Sex, drugs and rock and roll is a motto that elicits images of free sex, widespread illicit drug use and a new, outsider-created music that upended not only conventional ideals of music and musicianship but also of society. Sex, drugs and rock and roll has, however, been rehabilitated as a general notion. We have come to understand that the phrase conjures not only dystopic images of single-minded excess and anarchy but may also offer the utopian vision of a broader world of responsibly managed autonomy. The scourge of sex, drugs and rock and roll lay not only (or at all) in the actions themselves but also in the reactionary delimiting responses that fear of the actions engenders.
In discussing the history of abortion the Roe Court noted that abortion laws were a relatively recent development in the United States. Both church and state had either been silent on or offered little sanction for abortion over much of Anglo-American religious and legal history. The Court cited what has been called the first United States law to explicitly bar abortion, an 1821 Connecticut statute. This is a particularly useful example of how efforts to contain the cultural confluence summarized in the expression sex, drugs and rock and roll became the source of abortion law. According to some, the Connecticut statute was adopted in almost direct response to an alleged sexual scandal that took place in Connecticut in 1818 involving a minister named Ammi Rogers who was accused of impregnating a young woman to whom he was not married and then giving her an abortion-inducing substance.

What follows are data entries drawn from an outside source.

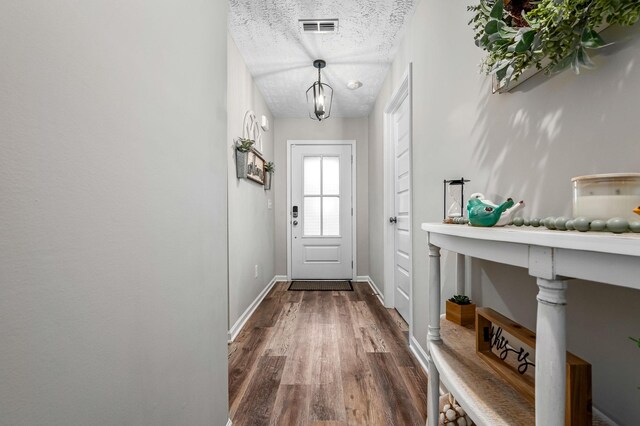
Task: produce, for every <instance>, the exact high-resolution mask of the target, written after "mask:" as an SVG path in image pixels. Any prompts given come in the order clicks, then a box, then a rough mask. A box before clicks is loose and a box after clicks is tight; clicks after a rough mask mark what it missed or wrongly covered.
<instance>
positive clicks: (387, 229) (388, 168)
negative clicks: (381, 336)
mask: <svg viewBox="0 0 640 426" xmlns="http://www.w3.org/2000/svg"><path fill="white" fill-rule="evenodd" d="M412 93H413V63H411V62H409V66H408V67H407V70H406V71H405V73H404V75H403V77H402V80H401V82H400V86H399V87H398V88H397V89H396V90H395V91H394V92H393V95H392V96H391V99H390V100H389V102H388V103H387V106H386V108H385V109H384V174H383V181H384V195H383V196H384V214H385V215H384V232H383V241H384V305H385V307H387V308H395V279H394V272H395V265H394V263H395V253H394V250H395V226H393V225H392V224H391V223H389V218H390V217H392V216H393V215H394V214H395V176H394V174H395V161H394V157H395V147H394V141H393V133H392V126H391V124H392V119H393V114H394V113H395V112H396V111H398V109H399V108H400V106H401V105H402V103H403V102H404V100H405V99H408V101H409V155H410V157H411V161H410V162H409V191H410V192H411V197H409V216H410V221H409V244H410V245H411V271H409V272H410V273H409V299H410V303H409V318H408V320H407V322H408V323H409V336H413V264H414V263H413V256H414V253H413V252H414V250H413V235H412V233H413V224H412V222H413V219H414V218H413V197H414V195H413V94H412Z"/></svg>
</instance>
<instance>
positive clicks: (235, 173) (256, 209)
mask: <svg viewBox="0 0 640 426" xmlns="http://www.w3.org/2000/svg"><path fill="white" fill-rule="evenodd" d="M227 69H228V91H229V97H228V99H227V105H228V116H227V123H228V128H227V139H226V140H227V160H228V161H227V163H228V174H229V178H228V185H229V192H228V197H229V329H231V327H233V325H234V324H236V322H237V321H238V319H240V317H241V316H242V314H243V313H244V312H245V311H246V310H247V308H249V306H250V305H251V303H252V302H253V301H254V300H255V299H256V298H257V297H258V295H259V294H260V292H261V291H262V290H264V288H265V287H266V286H267V285H268V284H269V282H270V281H271V280H272V279H273V276H274V272H273V271H274V258H275V243H274V225H275V223H274V213H273V212H274V206H273V201H274V195H273V193H274V191H273V190H271V191H265V190H264V187H263V186H262V185H260V184H258V183H256V182H254V181H251V180H248V179H238V178H237V177H236V166H235V147H234V145H233V140H234V139H236V138H238V137H240V136H242V129H243V121H244V115H245V113H246V112H247V111H248V110H252V111H253V112H255V113H256V117H257V118H258V120H260V117H261V116H262V115H266V116H267V118H268V119H269V122H270V123H271V127H272V130H270V131H269V132H263V133H262V145H263V149H262V154H263V155H264V157H265V160H266V161H273V124H274V123H273V116H272V115H271V112H270V111H269V108H268V107H267V105H266V103H265V101H264V98H263V97H262V94H261V93H260V91H259V89H258V88H257V86H256V85H255V83H254V82H253V78H252V77H251V74H250V73H249V70H248V69H247V67H246V65H245V62H244V60H243V58H242V56H241V55H240V52H239V51H238V48H237V47H236V44H235V42H234V41H233V39H232V38H231V36H229V38H228V68H227ZM276 168H277V172H278V174H281V173H283V172H284V170H285V169H284V167H283V166H282V165H281V166H280V167H278V164H276ZM285 174H286V172H285ZM269 200H271V202H272V207H271V209H269V208H268V202H269ZM255 265H258V277H257V278H256V277H255Z"/></svg>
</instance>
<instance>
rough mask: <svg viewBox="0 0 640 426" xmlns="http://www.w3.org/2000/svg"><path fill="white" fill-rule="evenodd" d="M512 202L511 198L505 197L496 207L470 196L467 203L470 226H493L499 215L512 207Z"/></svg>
mask: <svg viewBox="0 0 640 426" xmlns="http://www.w3.org/2000/svg"><path fill="white" fill-rule="evenodd" d="M513 204H514V203H513V200H512V199H511V198H507V201H505V202H504V203H502V204H500V205H499V206H497V207H494V206H490V205H488V204H486V203H483V202H482V201H481V200H479V199H477V198H471V199H470V200H469V202H468V203H467V213H468V214H469V224H470V225H472V226H486V227H488V226H493V225H495V224H496V223H498V220H500V215H501V214H502V213H503V212H504V211H505V210H507V209H509V208H511V207H513Z"/></svg>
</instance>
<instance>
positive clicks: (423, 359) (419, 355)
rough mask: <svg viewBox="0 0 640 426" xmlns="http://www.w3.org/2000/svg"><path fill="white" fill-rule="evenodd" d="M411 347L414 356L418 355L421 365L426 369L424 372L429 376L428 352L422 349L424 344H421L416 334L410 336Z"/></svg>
mask: <svg viewBox="0 0 640 426" xmlns="http://www.w3.org/2000/svg"><path fill="white" fill-rule="evenodd" d="M409 349H411V352H412V353H413V356H415V357H416V359H417V360H418V362H419V363H420V366H421V367H422V369H423V370H424V373H425V374H426V375H427V376H428V375H429V367H427V365H428V362H427V353H426V352H425V351H424V349H422V346H420V343H418V339H416V338H415V337H414V336H410V337H409Z"/></svg>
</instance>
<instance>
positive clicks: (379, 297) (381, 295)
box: [358, 275, 384, 306]
mask: <svg viewBox="0 0 640 426" xmlns="http://www.w3.org/2000/svg"><path fill="white" fill-rule="evenodd" d="M358 278H359V279H358V281H366V282H367V283H368V284H369V287H371V290H373V292H374V293H375V295H376V296H378V300H380V303H382V306H384V294H382V292H380V289H379V288H378V286H377V285H376V283H374V282H373V280H372V279H371V277H370V276H368V275H363V276H361V277H358Z"/></svg>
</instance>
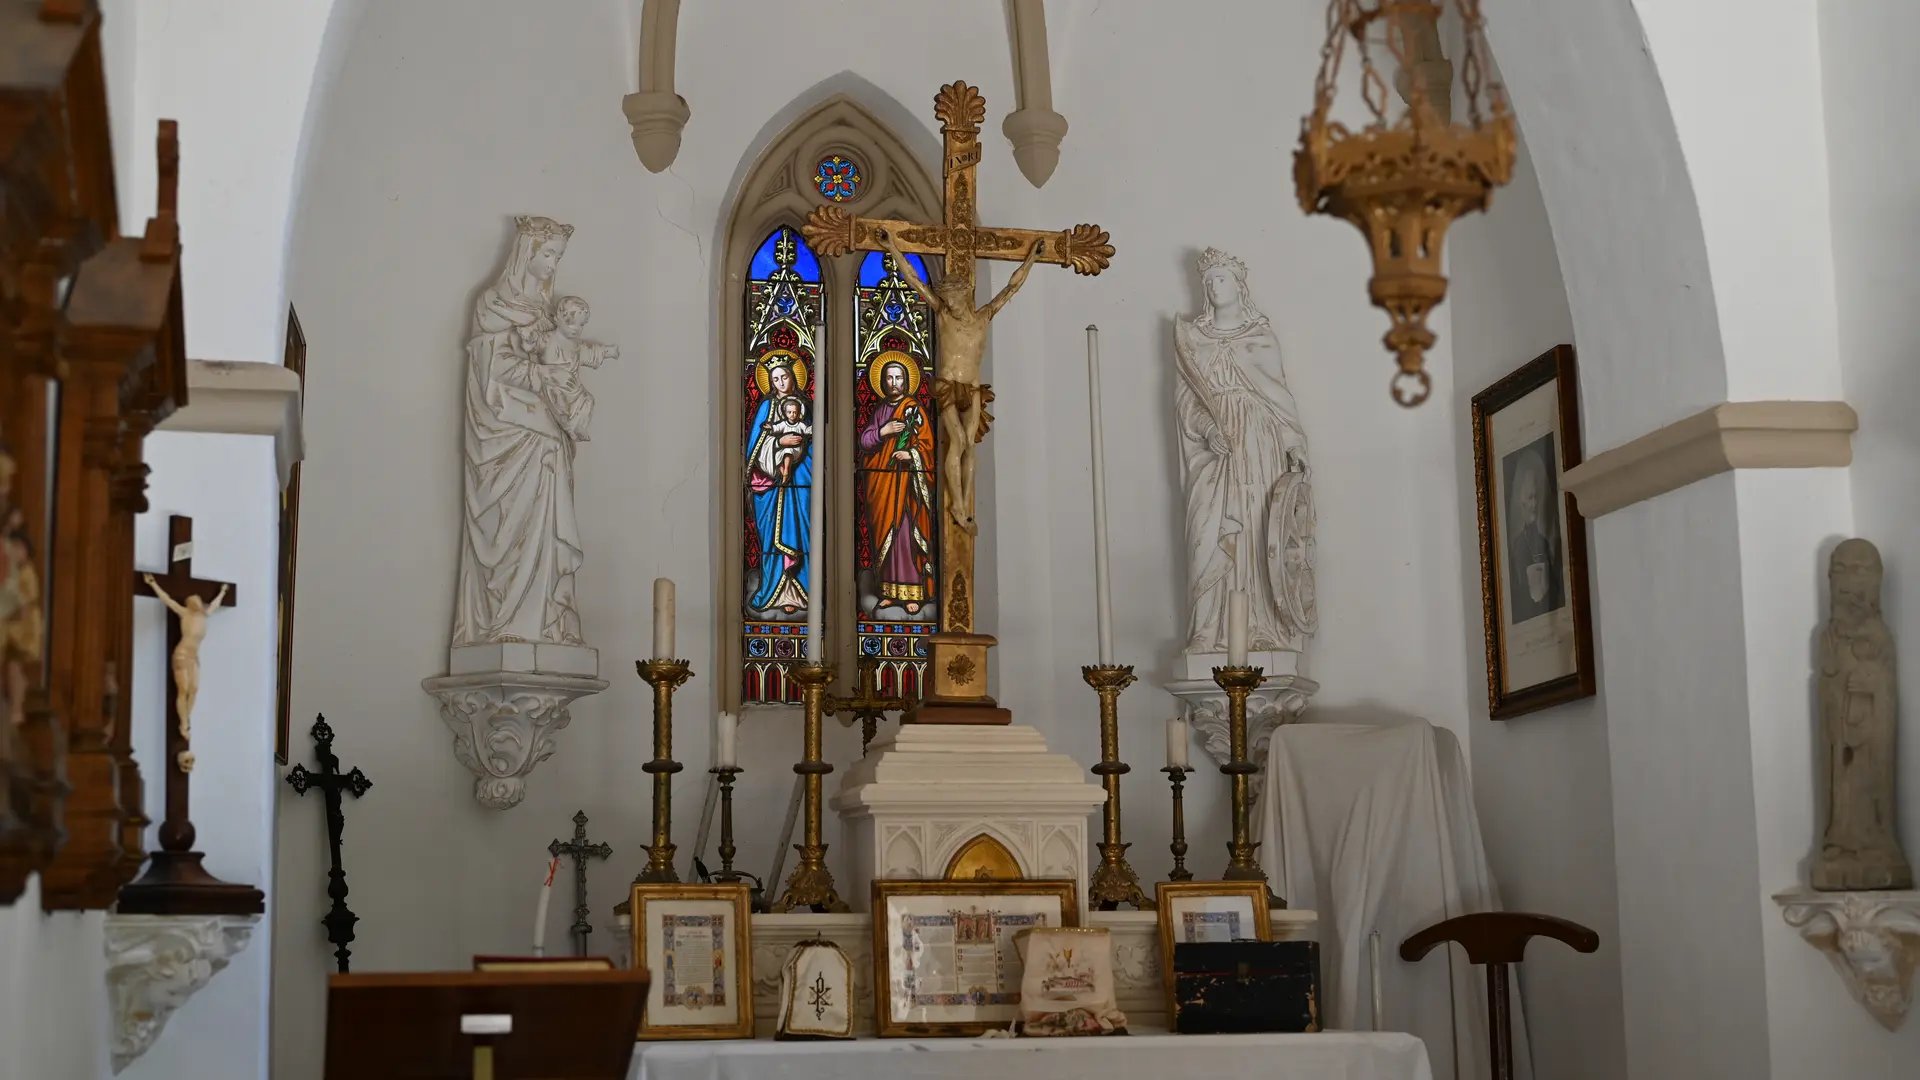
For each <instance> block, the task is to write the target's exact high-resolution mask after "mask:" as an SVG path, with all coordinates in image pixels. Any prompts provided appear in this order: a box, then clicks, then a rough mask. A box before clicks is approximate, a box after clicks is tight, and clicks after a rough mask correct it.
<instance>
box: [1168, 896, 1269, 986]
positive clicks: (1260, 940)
mask: <svg viewBox="0 0 1920 1080" xmlns="http://www.w3.org/2000/svg"><path fill="white" fill-rule="evenodd" d="M1267 905H1269V899H1267V882H1158V884H1154V909H1156V911H1158V915H1160V934H1158V938H1160V970H1164V972H1171V970H1173V945H1177V944H1181V942H1244V940H1254V942H1271V940H1273V917H1271V913H1269V907H1267ZM1162 982H1164V986H1165V992H1167V1017H1169V1019H1171V1017H1173V997H1175V994H1173V978H1171V974H1169V976H1165V978H1162Z"/></svg>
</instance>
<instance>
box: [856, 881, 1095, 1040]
mask: <svg viewBox="0 0 1920 1080" xmlns="http://www.w3.org/2000/svg"><path fill="white" fill-rule="evenodd" d="M872 899H874V905H872V911H874V1026H876V1032H877V1034H879V1038H922V1036H962V1038H964V1036H979V1034H985V1032H989V1030H995V1028H1006V1026H1010V1024H1012V1022H1014V1020H1018V1019H1020V980H1021V974H1023V972H1021V965H1020V949H1018V945H1016V942H1014V938H1016V934H1020V932H1021V930H1031V928H1037V926H1079V888H1077V886H1075V884H1073V882H1071V880H973V882H925V880H899V882H889V880H876V882H874V894H872Z"/></svg>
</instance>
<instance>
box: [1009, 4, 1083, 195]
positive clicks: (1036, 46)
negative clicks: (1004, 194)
mask: <svg viewBox="0 0 1920 1080" xmlns="http://www.w3.org/2000/svg"><path fill="white" fill-rule="evenodd" d="M1010 21H1012V31H1014V104H1016V106H1018V108H1016V110H1014V111H1010V113H1006V121H1004V123H1002V125H1000V131H1002V133H1006V140H1008V142H1012V144H1014V163H1016V165H1020V175H1023V177H1027V183H1031V184H1033V186H1044V184H1046V179H1048V177H1052V175H1054V165H1058V163H1060V140H1062V138H1066V135H1068V117H1064V115H1060V113H1056V111H1054V75H1052V65H1050V63H1048V60H1046V4H1044V0H1014V2H1012V8H1010Z"/></svg>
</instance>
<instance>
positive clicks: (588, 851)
mask: <svg viewBox="0 0 1920 1080" xmlns="http://www.w3.org/2000/svg"><path fill="white" fill-rule="evenodd" d="M547 855H553V857H555V859H559V857H561V855H566V857H570V859H572V861H574V926H572V934H574V955H576V957H584V955H588V934H591V932H593V924H591V922H588V859H605V857H609V855H612V846H611V844H591V842H588V811H574V838H572V842H568V844H561V842H559V840H555V842H553V844H547Z"/></svg>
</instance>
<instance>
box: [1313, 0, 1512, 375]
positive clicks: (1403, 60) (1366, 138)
mask: <svg viewBox="0 0 1920 1080" xmlns="http://www.w3.org/2000/svg"><path fill="white" fill-rule="evenodd" d="M1444 2H1446V0H1440V2H1434V0H1331V2H1329V4H1327V44H1325V46H1321V67H1319V75H1315V79H1313V111H1311V113H1308V117H1306V119H1304V121H1302V125H1300V148H1298V150H1296V152H1294V186H1296V190H1298V196H1300V208H1302V209H1304V211H1306V213H1325V215H1331V217H1340V219H1344V221H1350V223H1354V227H1357V229H1359V231H1361V233H1363V234H1365V236H1367V242H1369V246H1371V250H1373V279H1371V281H1369V282H1367V292H1369V296H1371V300H1373V304H1375V306H1377V307H1380V309H1384V311H1386V313H1388V315H1390V317H1392V329H1388V331H1386V350H1388V352H1392V354H1394V357H1396V361H1398V365H1400V371H1398V373H1396V375H1394V380H1392V384H1390V390H1392V396H1394V400H1396V402H1400V404H1402V405H1409V407H1411V405H1419V404H1421V402H1425V400H1427V396H1428V394H1430V392H1432V377H1430V375H1428V373H1427V371H1425V363H1427V350H1428V348H1432V344H1434V332H1432V331H1428V329H1427V315H1428V313H1430V311H1432V309H1434V306H1438V304H1440V302H1442V300H1444V298H1446V275H1442V273H1440V267H1442V265H1444V263H1442V246H1444V242H1446V231H1448V227H1450V225H1452V223H1453V219H1455V217H1459V215H1461V213H1471V211H1475V209H1486V206H1488V200H1490V196H1492V192H1494V188H1496V186H1500V184H1505V183H1507V181H1509V179H1513V156H1515V131H1513V115H1511V113H1509V110H1507V96H1505V90H1503V88H1501V86H1500V83H1496V81H1490V79H1488V63H1486V23H1484V19H1482V15H1480V0H1452V2H1453V6H1455V8H1457V12H1459V17H1461V25H1463V29H1465V35H1463V37H1465V56H1463V58H1461V88H1463V90H1465V96H1467V123H1450V121H1448V119H1446V117H1444V115H1442V113H1440V110H1438V108H1436V106H1434V102H1432V100H1430V94H1428V90H1427V83H1425V81H1423V79H1409V81H1407V85H1405V86H1404V92H1405V100H1407V108H1405V111H1404V113H1402V115H1400V117H1398V119H1388V108H1390V98H1388V83H1386V79H1382V75H1380V71H1379V67H1375V63H1373V48H1375V46H1373V40H1371V37H1369V35H1373V33H1375V31H1379V33H1380V37H1382V38H1384V42H1386V50H1388V52H1390V54H1392V61H1394V69H1396V71H1404V69H1411V65H1413V60H1415V58H1413V27H1417V25H1421V23H1425V25H1428V27H1430V25H1432V23H1436V21H1438V17H1440V13H1442V6H1444ZM1348 38H1352V40H1354V42H1356V48H1357V50H1359V63H1361V98H1363V100H1365V104H1367V111H1369V113H1371V123H1367V125H1365V127H1363V129H1359V131H1354V129H1348V127H1346V125H1344V123H1338V121H1334V119H1331V111H1332V102H1334V96H1336V86H1338V79H1340V61H1342V58H1344V54H1346V48H1348ZM1482 100H1484V104H1482Z"/></svg>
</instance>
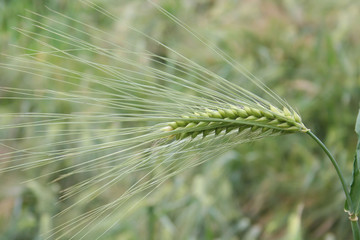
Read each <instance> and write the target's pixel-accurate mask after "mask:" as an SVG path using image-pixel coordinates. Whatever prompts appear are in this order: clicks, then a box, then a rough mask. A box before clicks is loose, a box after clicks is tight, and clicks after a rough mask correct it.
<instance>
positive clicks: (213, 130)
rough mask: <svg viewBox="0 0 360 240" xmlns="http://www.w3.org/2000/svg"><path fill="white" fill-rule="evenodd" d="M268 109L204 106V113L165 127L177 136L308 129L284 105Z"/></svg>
mask: <svg viewBox="0 0 360 240" xmlns="http://www.w3.org/2000/svg"><path fill="white" fill-rule="evenodd" d="M270 109H271V110H270ZM270 109H269V110H261V109H259V108H254V107H243V108H240V107H235V106H233V107H231V108H228V109H226V108H225V109H218V110H209V109H207V110H206V111H205V112H195V113H194V114H192V115H189V116H183V120H180V121H175V122H171V123H169V124H168V125H169V126H168V128H164V130H167V131H170V132H172V133H174V135H175V137H176V139H184V138H186V137H191V138H195V137H196V136H198V135H199V134H202V136H203V137H205V136H206V135H209V134H210V133H211V132H214V133H215V135H219V134H220V133H221V132H222V131H225V132H226V133H228V132H230V131H232V130H238V133H241V132H242V131H244V130H245V129H248V128H249V129H250V130H251V131H256V130H258V129H260V130H261V132H263V133H264V132H266V131H272V132H274V133H276V132H280V133H292V132H307V131H308V129H307V128H306V127H305V126H304V124H303V123H302V121H301V118H300V116H299V115H298V114H297V113H295V112H294V113H291V112H290V111H289V110H288V109H287V108H284V110H283V111H280V110H279V109H277V108H275V107H273V106H270Z"/></svg>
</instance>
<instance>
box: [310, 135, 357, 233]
mask: <svg viewBox="0 0 360 240" xmlns="http://www.w3.org/2000/svg"><path fill="white" fill-rule="evenodd" d="M307 134H309V136H310V137H311V138H312V139H314V140H315V142H317V143H318V144H319V146H320V147H321V148H322V149H323V150H324V152H325V153H326V155H327V156H328V157H329V159H330V161H331V163H332V164H333V166H334V167H335V170H336V173H337V175H338V177H339V179H340V182H341V185H342V188H343V190H344V193H345V197H346V202H347V204H348V206H349V216H350V221H351V229H352V232H353V236H354V240H360V228H359V224H358V221H357V220H356V221H354V220H352V217H354V216H353V215H354V205H353V203H352V200H351V197H350V193H349V190H348V188H347V184H346V181H345V179H344V176H343V174H342V172H341V169H340V167H339V165H338V163H337V162H336V160H335V158H334V157H333V155H332V154H331V153H330V151H329V149H327V147H326V146H325V144H324V143H323V142H321V140H320V139H319V138H318V137H316V136H315V134H314V133H312V132H311V131H310V130H309V131H308V132H307Z"/></svg>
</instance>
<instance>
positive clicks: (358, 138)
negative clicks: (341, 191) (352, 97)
mask: <svg viewBox="0 0 360 240" xmlns="http://www.w3.org/2000/svg"><path fill="white" fill-rule="evenodd" d="M355 132H356V133H357V135H358V139H359V140H358V143H357V147H356V152H355V158H354V168H353V180H352V183H351V186H350V196H351V200H352V203H353V205H354V207H353V211H354V213H355V215H356V216H358V215H359V212H360V110H359V113H358V116H357V120H356V124H355ZM345 210H347V211H349V207H348V206H347V204H346V205H345Z"/></svg>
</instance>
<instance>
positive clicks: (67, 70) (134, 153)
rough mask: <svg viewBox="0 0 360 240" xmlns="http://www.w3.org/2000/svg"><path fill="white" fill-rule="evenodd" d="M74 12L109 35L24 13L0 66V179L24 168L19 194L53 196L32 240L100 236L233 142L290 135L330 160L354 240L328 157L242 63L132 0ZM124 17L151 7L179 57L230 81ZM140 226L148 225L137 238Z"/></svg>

Rogers was a charismatic figure who had a substantial following and who was said to have been especially popular among women. Though ordained in New York, he was barred from the ministry in Connecticut. Rogers was accused of impregnating Asenath Smith, a young single woman. Rogers, in response to the claims against him, alleged that Smith had given false testimony as part of a political and religious plot to discredit him. Roger’s claim merited at least some attention given that Smith and some other witnesses were said to have later recanted much of their testimony. Rogers was by all accounts a thorn in the side of the powerful Episcopalian establishment. Though he had been officially barred from the ministry in Connecticut, he persisted in preaching and representing himself as a clergyman, and his popularity showed no signs of abating even in the face of his official religious unwelcome. Rogers was a rock and roll minister of his times.
Despite his protests of innocence, Rogers was convicted of sexually assaulting Smith and was jailed for two years. Though the most lurid aspects of the testimony against Rogers alleged that he had forced Smith to consume a poisonous substance to induce miscarriage, there was no clear proof that Smith had been pregnant or that she had miscarried. Moreover, even if Rogers had given Smith some substance that caused miscarriage, were no laws at the time that explicitly forbade such conduct. Acting from outrage over Rogers’ relatively mild censure and the difficulties of prosecuting him, the Connecticut legislature enacted the now oft-cited 1821 law on abortion. The statute criminalized the actions of those who provided “deadly poison” or “noxious substances” to cause a pregnant woman’s post-quickening miscarriage and hence targeted the precise means alleged in Rogers’ case.
In the decades subsequent to Rogers’ case, legal barriers to abortion grew. These laws were often framed as public health or moral imperatives. In many cases, however, the laws seemed to be responses to the way that growing numbers of people could exercise sexual autonomy via access to and knowledge of abortion services, thereby controlling their own lives and potentially imposing changes in the fabric of larger culture. In short, it was fear of sex, drugs and rock and roll that often fueled legal limits on abortion.